Intervention de Bariza Khiari

Réunion du 16 mars 2016 à 14h30
Protection de la nation — Discussion générale

Photo de Bariza KhiariBariza Khiari :

Madame la présidente, monsieur le Premier ministre, messieurs les ministres, mes chers collègues, le combat pour l’égalité des droits, contre les discriminations et la justice sociale est au cœur de mon parcours politique et de mon mandat.

La France souffre de ses inégalités sociales et de ses fractures de plus en plus criantes. Pour réduire ces inégalités-là, il est impératif de sacraliser l’égalité des droits. Toute faiblesse dans l’égalité formelle augmenterait le ressenti des inégalités qui sont bien réelles.

Le terrorisme, l’idéologie djihadiste s’engouffrent dans ces fractures pour nous tuer, nous affaiblir, nous déstabiliser et nous diviser encore plus.

Je me prononcerai sur ce projet de loi constitutionnelle non avec émotion, alors que je pourrais le faire pour différents motifs, mais avec raison, à l’aune de deux termes utilisés par le Gouvernement : efficacité et unité.

Je suis favorable à l’article 1er relatif à l’état d’urgence. Cet article rassemble une majorité au Parlement. Les amendements de Jean-Yves Leconte et d’Alain Duran visent à apporter des garanties aux libertés publiques, souci partagé par la commission des lois. Leur adoption confortera l’unité, sans rien retirer de leur efficacité.

En revanche, je suis hostile à la déchéance de nationalité, quelle que soit la version retenue. Il s’agit d’une mesure cannibale, néfaste et clivante. Elle nous épuise, elle nous dévore. Elle nous oblige à choisir entre loyauté et conviction, tout en renonçant, quel que soit le choix, et à l’efficacité et à l’unité.

Dans le temps qui m’est imparti, je n’avancerai que trois arguments.

Premier argument, la déchéance existe dans notre droit depuis deux siècles, comme cela a été rappelé. Elle est aujourd’hui prévue par plusieurs articles du code civil, avec un champ d’application limité. Le Conseil d’État a reconnu que l’extension de la déchéance aux terroristes nés français présentait un risque d’inconstitutionnalité.

Quand une mesure n’est pas constitutionnelle, cela n’implique pas pour autant qu’il faille modifier la Constitution au forceps, avec, comme choix impossible, l’apatridie ou la discrimination envers les binationaux. Ce choix n’est pas acceptable pour un constituant, dès lors qu’il est établi par les promoteurs mêmes du texte que la déchéance ne serait que symbolique. Il s’agirait ici de sacrifier l’égalité sur l’autel d’un symbole ni efficace ni unitaire.
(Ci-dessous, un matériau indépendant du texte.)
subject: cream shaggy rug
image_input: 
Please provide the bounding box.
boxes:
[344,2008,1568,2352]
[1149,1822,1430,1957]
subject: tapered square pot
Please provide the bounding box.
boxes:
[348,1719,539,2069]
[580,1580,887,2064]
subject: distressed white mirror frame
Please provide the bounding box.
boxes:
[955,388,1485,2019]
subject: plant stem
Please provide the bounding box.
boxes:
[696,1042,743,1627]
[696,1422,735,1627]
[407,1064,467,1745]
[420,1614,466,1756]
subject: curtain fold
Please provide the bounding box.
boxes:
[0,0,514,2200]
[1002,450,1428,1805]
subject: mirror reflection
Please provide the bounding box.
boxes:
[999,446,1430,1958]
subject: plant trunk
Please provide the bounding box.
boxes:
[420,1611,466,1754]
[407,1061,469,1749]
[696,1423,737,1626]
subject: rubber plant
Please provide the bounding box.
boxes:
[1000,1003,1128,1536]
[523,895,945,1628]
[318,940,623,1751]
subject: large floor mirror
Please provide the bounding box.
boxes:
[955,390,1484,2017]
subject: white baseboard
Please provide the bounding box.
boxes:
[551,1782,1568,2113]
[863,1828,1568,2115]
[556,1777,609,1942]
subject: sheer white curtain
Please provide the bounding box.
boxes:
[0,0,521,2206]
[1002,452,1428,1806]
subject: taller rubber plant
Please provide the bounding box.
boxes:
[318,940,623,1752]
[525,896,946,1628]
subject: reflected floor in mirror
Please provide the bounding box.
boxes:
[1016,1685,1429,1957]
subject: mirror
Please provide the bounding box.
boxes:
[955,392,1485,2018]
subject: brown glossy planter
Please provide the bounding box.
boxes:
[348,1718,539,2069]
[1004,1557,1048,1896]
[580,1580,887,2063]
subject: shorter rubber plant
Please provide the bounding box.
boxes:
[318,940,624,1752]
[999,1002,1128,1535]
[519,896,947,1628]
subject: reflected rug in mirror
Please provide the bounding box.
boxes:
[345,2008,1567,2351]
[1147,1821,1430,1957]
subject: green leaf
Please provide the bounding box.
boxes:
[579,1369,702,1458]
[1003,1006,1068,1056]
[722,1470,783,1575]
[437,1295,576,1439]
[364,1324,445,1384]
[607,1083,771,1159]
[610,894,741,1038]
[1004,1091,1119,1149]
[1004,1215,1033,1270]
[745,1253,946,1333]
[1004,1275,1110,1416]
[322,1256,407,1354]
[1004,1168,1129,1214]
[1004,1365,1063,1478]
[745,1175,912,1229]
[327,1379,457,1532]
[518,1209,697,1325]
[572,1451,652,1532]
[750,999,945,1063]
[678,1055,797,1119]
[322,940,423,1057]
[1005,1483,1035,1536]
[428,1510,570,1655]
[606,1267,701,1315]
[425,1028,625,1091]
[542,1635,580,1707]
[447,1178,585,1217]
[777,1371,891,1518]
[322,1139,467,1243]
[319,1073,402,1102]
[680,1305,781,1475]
Mon deuxième argument vient de l’incertitude totale concernant le périmètre du dispositif et les conséquences relatives à l’apatridie, sans même entrer dans les problèmes d’application pratique et diplomatique.

Enfin, le troisième argument tient à l’ajout des délits. Rien, à ce stade, ne nous prémunit à l’avenir contre une modification des délits éligibles à la déchéance.

Nous sommes bel et bien empêtrés dans un labyrinthe où les impasses sont autant juridiques que politiques : juridiques avec la rupture d’égalité entre les Français, ceux qui sont nés français, et politiques, avec le retrait de la binationalité dans un texte en trompe-l’œil pour calmer un camp et le rajout des délits pour en satisfaire un autre.

Mais, mes chers collègues, ce n’est pas avec cette mesure que nous allons combattre le terrorisme. Bien au contraire ! C’est en nous appuyant sur notre socle de valeurs républicaines qui fonde la primauté de la citoyenneté sur l’identité et sur l’égalité, qui reste le seul combat qui vaille, que nous y parviendrons.

Malgré un examen de ce texte sous toutes ses coutures, il y aura bel et bien une rupture d’égalité entre ceux qui sont nés français.

Enfin, adopter l’article 2 revient à donner une belle victoire à ceux qui attaquent notre art de vivre et nos valeurs. C’est aussi donner des arguments supplémentaires à ceux qui disent à des jeunes qu’ils veulent embrigader : « Voyez, nous vous l’avions bien dit, vous êtes français, mais pas trop ! » Personnellement, je me refuse à leur donner cette victoire.

L’unique sortie raisonnable serait, mes chers collègues, de renoncer à cette disposition, que nous avions dénoncée fortement quand elle avait été proposée par d’autres, certes, pour être honnête jusqu’au bout, dans un autre contexte.

Telles sont les raisons de mon opposition de principe à l’inscription de la déchéance de nationalité dans la Constitution.